Ayer por la tarde varias personas bajaron a la costa de la laguna con la esperanza de ver a flote el cuerpo del pequeño, que llevaba más de 24 horas sumergido.
MUJER MUERE AHOGADA
Guadalupe Lumbí, de 37 años, se ahogó a las 5:30 de la tarde de ayer frente al reparto “Omar Torrijos” en Corinto. A las 6:20 su cuerpo fue extraído de las aguas.
BÚSQUEDA CONTINUARÁ
Ervin Alvarado López, jefe de los socorristas que rastrearon el fondo de la laguna, informó que buscaron el cadáver del niño en un área de cien metros a la redonda.

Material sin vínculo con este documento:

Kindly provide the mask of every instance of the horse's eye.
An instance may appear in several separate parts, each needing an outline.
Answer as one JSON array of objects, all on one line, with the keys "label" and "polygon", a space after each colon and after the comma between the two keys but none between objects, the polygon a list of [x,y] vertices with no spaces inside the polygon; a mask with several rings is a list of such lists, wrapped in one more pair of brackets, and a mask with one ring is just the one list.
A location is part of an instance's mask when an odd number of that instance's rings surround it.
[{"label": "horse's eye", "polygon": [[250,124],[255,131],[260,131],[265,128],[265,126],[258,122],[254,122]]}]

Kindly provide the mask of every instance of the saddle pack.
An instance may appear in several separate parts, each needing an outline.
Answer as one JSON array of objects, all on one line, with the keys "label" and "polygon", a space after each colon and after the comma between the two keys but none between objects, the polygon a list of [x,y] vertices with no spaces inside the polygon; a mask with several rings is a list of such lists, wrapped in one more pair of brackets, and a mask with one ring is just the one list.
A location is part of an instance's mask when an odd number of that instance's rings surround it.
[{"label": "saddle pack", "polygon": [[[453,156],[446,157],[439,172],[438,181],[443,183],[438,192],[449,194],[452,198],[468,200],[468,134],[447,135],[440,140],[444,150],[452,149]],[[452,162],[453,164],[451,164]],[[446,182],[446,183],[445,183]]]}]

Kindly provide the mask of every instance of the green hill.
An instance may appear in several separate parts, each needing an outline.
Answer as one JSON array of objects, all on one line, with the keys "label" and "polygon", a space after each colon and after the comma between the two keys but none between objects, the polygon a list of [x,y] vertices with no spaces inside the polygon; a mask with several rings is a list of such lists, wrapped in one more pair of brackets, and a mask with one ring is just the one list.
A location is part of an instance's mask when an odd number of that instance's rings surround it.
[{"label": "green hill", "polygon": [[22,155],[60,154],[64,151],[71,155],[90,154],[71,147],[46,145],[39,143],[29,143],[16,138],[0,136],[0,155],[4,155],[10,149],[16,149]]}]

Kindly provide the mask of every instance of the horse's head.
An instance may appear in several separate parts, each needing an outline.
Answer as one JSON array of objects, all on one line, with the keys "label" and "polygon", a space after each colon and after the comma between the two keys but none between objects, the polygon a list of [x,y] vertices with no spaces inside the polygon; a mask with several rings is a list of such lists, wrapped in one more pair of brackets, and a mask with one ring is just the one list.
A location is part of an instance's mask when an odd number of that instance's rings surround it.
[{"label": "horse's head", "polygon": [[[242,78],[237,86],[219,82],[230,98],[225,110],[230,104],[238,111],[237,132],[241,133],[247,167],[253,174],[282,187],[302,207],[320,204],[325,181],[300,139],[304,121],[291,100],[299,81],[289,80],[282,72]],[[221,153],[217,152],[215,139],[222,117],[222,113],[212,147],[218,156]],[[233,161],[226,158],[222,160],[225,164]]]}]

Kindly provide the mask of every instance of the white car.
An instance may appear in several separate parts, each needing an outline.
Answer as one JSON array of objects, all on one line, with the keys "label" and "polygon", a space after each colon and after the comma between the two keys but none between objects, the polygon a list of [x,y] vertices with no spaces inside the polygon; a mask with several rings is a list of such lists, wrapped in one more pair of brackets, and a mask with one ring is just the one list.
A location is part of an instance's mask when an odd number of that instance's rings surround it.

El lugar donde se ahogó Guillermo Enrique Rodríguez Medina es muy peligroso porque no tiene costa.
Además, en el fondo hay muchas ramas, y es probable que el cuerpecito del menor esté enredado en una de ellas, señaló el socorrista, quien prometió a los familiares del fallecido continuar con la búsqueda durante el tiempo que sea necesario.